B1: Do the governance and practice of knowledge generation, ownership and sharing strike an equitable and efficient balance between supporting widespread creativity and enabling widespread use of knowledge? (only grid)

Copyright in the EU

The European Union believes that copyright and related rights provide an incentive for the creation of and investment in new works. There has been significant harmonisation of the substantive copyright law to reduce barrier to trade.

Copyright legislation at European Union level was initiated with the 1988 Green Paper on Copyright and the Challenge of Tecnology (COM (88) 172 def.). the Green Paper identified six areas where the copyright laws of the EU Member States should be harmonised. The result have been five Directives, which harmonised the national copyright laws of the EU Member States.
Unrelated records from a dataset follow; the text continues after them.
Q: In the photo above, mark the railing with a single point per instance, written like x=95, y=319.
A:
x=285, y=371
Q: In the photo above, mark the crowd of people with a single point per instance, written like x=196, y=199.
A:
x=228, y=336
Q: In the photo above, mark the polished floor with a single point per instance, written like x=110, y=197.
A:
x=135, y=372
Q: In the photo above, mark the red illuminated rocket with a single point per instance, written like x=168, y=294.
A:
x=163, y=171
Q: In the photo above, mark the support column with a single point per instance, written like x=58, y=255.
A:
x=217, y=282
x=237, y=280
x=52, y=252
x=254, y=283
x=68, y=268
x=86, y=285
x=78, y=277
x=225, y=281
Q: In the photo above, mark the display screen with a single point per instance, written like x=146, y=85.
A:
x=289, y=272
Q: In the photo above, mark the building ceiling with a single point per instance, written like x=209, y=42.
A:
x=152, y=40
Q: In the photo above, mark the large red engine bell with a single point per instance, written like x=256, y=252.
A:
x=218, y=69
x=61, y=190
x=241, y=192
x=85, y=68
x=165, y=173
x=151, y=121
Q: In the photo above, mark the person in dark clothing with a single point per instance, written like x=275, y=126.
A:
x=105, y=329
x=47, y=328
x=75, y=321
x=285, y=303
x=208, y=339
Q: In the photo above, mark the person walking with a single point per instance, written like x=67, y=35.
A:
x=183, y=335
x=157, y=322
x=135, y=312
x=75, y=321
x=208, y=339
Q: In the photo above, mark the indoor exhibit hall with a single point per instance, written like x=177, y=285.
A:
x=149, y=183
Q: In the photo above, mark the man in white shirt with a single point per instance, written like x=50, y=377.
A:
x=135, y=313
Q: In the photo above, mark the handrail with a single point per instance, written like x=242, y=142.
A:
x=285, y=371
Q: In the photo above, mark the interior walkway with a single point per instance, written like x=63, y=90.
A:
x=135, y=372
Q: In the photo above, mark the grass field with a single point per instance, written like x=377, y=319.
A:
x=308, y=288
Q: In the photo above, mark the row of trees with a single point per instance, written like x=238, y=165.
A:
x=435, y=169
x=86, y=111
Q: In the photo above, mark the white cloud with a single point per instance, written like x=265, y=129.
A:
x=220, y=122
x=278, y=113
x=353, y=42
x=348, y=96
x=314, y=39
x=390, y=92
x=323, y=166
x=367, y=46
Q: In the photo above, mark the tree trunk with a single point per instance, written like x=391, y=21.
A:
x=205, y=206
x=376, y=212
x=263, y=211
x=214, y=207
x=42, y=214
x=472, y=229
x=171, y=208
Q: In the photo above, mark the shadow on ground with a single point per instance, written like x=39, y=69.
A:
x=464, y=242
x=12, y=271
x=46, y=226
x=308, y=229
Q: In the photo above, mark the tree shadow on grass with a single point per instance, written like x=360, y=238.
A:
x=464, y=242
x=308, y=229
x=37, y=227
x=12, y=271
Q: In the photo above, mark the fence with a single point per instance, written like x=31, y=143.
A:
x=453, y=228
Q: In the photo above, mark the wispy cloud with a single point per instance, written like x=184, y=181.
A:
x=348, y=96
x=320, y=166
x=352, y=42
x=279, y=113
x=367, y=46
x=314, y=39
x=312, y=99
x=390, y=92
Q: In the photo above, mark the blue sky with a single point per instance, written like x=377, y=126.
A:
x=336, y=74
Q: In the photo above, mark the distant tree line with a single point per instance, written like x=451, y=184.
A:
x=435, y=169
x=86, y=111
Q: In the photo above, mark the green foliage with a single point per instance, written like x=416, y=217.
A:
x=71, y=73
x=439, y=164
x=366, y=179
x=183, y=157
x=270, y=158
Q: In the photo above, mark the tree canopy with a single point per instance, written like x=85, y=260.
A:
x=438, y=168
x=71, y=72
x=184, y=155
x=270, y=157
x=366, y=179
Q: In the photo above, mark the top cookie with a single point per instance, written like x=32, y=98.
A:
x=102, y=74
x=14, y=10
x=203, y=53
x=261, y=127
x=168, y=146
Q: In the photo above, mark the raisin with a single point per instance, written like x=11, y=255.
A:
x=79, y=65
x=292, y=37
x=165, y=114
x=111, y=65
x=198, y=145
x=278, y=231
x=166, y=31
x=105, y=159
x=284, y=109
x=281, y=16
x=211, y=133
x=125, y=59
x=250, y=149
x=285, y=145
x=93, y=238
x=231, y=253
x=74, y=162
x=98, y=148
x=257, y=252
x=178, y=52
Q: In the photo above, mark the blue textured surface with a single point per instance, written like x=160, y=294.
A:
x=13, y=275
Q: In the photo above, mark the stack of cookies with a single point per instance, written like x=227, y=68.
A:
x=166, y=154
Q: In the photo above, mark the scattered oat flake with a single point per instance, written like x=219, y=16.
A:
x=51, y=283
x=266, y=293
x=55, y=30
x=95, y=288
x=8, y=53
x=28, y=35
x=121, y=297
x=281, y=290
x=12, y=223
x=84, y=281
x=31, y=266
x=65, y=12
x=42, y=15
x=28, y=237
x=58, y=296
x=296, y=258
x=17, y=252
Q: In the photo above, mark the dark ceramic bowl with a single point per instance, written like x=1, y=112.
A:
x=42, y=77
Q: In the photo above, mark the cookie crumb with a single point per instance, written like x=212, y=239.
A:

These Directives cover the legal protection of computer programs (Council Directive 91/250/EEC), lending rights and the main neighbouring right (Council Directive 92/100/EEC), satellite broadcasting and cable retransmission (Council Directive 93/83/EEC), the duration of the protection of the authors’ rights and neighbouring right (Council Directive 93/98/EEC) and the legal protection of databases (Directive 96/9/EC). All the EU Member States have now implemented these first five Directives into their national laws.
These just mentioned Directives address rather sectorial issues, because they apply only to certain categories of works (software, databases) or rights (rental rights).

The Directive on the harmonisation of certain aspects of copyright and related rights in the Information Society (Directive 2001/29/EC) is different.
It is the European Union’s response to the challenge of structuring copyright protection in the new environment of the digital services.
The more recent Directive 2001/48/EC concerns the measures, procedures and remedies necessary to ensure the enforcement of intellectual property rights.
As far the International standards are concerned, the Directorate – General Internal Market is responsible for conducting negotiations on industrial and intellectual property within World Intellectual Property Organisation (WIPO).

The case of software patents

Patent protection is ensured in the European Union by two systems, neither of which is based on a Community legislative instrument: the national patent systems and the European patent system.
The European patent system is based on two international agreements, the 1973 Munich Convention on the European Patent, or European Patent Convention, and the 1975 Luxembourg Convention on the Community Patent, or Community Patent Convention.

Europe has uniform rules about software patents under the European Patent Convention of 1973. in articles 52, the Convention states that mathematical methods, intellectual methods, business methods, computer programs, etc are not inventions in the sense of the patent law.
In 1986 the European Patent Office (EPO) started granting patents that were directed to computer programs but presented in the guise of process claims.
The patents granted on this basis were considered as hypothetical, because the program “as such”, when distributed on a disk or via Internet, did not constitute a process and was not an invention.
In August 2000 the European Patent Organisation which is the intergovernmental organisation that runs the European Patent Office, attempted to delete all the exclusion listed under Article 52 of the European Patent Convention. Due to public resistance this effort failed.

For the computer programs it has been preferred the protection under the copyright instead of that of patents due to the limitations of the Article 52 of the European Patent Convention. The Directive 91/250/CEE has just made for this purpose and it makes software equivalent to an intellectual works.
Since this kind of protection doesn’t prevent the duplication of computer programs (because the copyright protection doesn’t exclude the “imitation” of a product) the European Commision’s Directorate for the Internal Market (under Frits Bolkestein) presented the Proposal for a directive of the European parliament and the council on the patentability of computer – implemented inventions (COM (2002) 92 fina.). such Directive was claimed to serve the purposes of harmonizing Member States laws.
On September 24th 2003, the European Parliament as a whole (plenary assembly) voted to incorporate a set of amendments into the Directive, reaffirming the non – patentability of programming.
Afterwards, the amended proposal was next examined by the Council of Ministers. Within the Council the “Working Party” produced a compromise document that removed all the parliament’s limiting amendments, additionally allowing program claims.
On 18th May 2004, the Council of Ministers approved the Working Party’s text by a slim majority.